Mor didn’t look like a female who had been tumbling with a gorgeous High Lord, however, as she picked at her breakfast. There was something vacant in her brown eyes, a paleness to her ordinarily golden skin.
Cassian strutted in at last, greeting Mor with a chipper, “You look terrible
—Helion keep you up all night?”
She threw her spoon at him. Then her porridge.
Cassian caught the first and shielded against the other, his Siphon blazing like an awakening ember. Porridge slid to the floor.
“Helion wanted you to join,” she mildly replied, refilling her tea. “Quite badly.”
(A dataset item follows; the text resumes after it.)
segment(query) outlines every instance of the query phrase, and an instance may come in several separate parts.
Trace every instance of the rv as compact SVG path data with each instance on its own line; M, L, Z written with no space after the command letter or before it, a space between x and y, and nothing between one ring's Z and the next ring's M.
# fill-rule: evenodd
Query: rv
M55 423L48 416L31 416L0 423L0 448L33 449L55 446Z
“Maybe next time,” Cassian said, dropping into the seat beside me. “How’s your sister?”
“She seemed fine—still worried.” I didn’t ask where he and Azriel had been all night. If only because I wasn’t sure Mor wanted to hear the answer.
Cassian served himself from the platters of fruits and pastries, frowning at the lack of meat. “Ready for another day full of arguing and plotting?”
Mor and I grumbled. Rhys strode in, hair still damp from his bath, and grinned. “That’s the spirit.”
Despite the fraught day ahead, I smiled at my mate.
He’d held me all night, tucked against his chest, his wing draped over me. A different sort of intimacy than the sex—deeper. Our souls entwined, holding tight.
I’d awoken to his wing still over me, his breath tickling my ear. My throat
had closed up as I’d studied his sleeping face, my chest tightening to the point of pain. I was well aware how wildly I loved him, but looking at him then … I felt it in every pore of my body, felt it as if it might crush me, consume me. And the next time someone insulted him …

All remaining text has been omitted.